For the ability to start fire I have two containers of Storm Matches from Coghlan’s. Each container has 25 “windproof and waterproof” matches along with a small supply of tinder material. The containers are sealed like a prescription pill bottle with striking surface on both the top and bottom. (WARMTH / FOOD)

For hydration, the water bottle itself serves as a container to hold water and for filtration I purchased a Sawyer Mini Filtration system for less than $22 on Amazon. It came with a straw and other supplies. The squeeze bag used for gathering dirty water to push through the filter into a clean drinking container (the water bottle) unfortunately doesn’t fit into the bottle itself; I couldn’t get it through the mouth of the bottle.

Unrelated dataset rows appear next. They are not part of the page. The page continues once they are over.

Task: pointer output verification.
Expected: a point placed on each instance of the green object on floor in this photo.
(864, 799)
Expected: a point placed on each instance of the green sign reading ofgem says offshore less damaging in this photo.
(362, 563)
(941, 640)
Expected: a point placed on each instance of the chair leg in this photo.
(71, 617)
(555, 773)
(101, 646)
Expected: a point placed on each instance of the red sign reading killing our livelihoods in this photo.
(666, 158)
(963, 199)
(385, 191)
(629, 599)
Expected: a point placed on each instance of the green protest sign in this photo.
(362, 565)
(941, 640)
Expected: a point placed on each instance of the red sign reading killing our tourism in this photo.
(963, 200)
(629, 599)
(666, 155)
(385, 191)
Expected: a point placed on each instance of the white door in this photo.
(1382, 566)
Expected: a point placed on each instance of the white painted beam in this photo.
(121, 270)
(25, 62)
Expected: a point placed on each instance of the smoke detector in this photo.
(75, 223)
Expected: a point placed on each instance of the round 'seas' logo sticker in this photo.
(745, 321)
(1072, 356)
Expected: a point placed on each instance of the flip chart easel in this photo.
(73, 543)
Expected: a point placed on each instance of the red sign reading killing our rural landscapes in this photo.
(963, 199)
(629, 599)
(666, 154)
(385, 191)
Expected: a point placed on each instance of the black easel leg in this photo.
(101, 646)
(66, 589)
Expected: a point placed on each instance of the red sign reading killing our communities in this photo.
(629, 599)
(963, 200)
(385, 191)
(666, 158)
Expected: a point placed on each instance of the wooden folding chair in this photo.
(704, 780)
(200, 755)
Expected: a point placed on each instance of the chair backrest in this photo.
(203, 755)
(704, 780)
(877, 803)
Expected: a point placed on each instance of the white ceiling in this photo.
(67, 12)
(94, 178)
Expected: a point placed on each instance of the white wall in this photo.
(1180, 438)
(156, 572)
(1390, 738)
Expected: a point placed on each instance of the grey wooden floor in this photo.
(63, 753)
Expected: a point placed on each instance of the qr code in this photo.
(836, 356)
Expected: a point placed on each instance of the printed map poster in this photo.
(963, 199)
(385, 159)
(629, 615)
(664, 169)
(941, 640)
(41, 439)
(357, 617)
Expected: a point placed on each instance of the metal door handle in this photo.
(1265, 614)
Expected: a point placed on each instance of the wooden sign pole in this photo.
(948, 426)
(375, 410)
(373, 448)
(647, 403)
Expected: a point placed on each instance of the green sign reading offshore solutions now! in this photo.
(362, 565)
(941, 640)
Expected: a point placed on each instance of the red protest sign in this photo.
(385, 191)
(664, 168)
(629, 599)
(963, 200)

That said, I easily carry it in the nylon pouch around the bottle or in an outside pouch pocket. (HYDRATION)

For less than $14, I also picked up a compact survival fishing kit from Amazon. The Adventurer Compact Survival Fishing kit contained all of the necessary supplies for fishing and the line could also be used for creating a snare if need be (I had plenty of paracord for that as well though). (FOOD)

As additional tools to help make survival perhaps a tad bit easier, I also have a small roll of duct tape (multiple uses), a signal whistle and a penlight (ASP Raven). The penlight has an LED lamp and runs on two very common AAA batteries. I use Duracell because, in my experience, they have the best in-light shelf life and I only revamp/maintain my kit once each year. I don’t need the batteries corroding inside the light. Finally, inside the bottle I have a Kershaw folding knife – the Misdirect with a 2.9” blade. On the outside of the nylon pouch, pushed into the MOLLE webbing, I also have a Gerber fixed blade with a mixed 3” edge. While that particular knife is no longer made, any decent quality fixed blade knife that can be attached to your kit is suitable.

Keep in mind that everything listed above is augmented by the butane lighter that’s always in my pocket when I leave my house and the Zero Tolerance bolding knife that I always have as well. Often I have another knife in a pocket (specifically for cutting cigars) and, because I legally can, I have a handgun as well.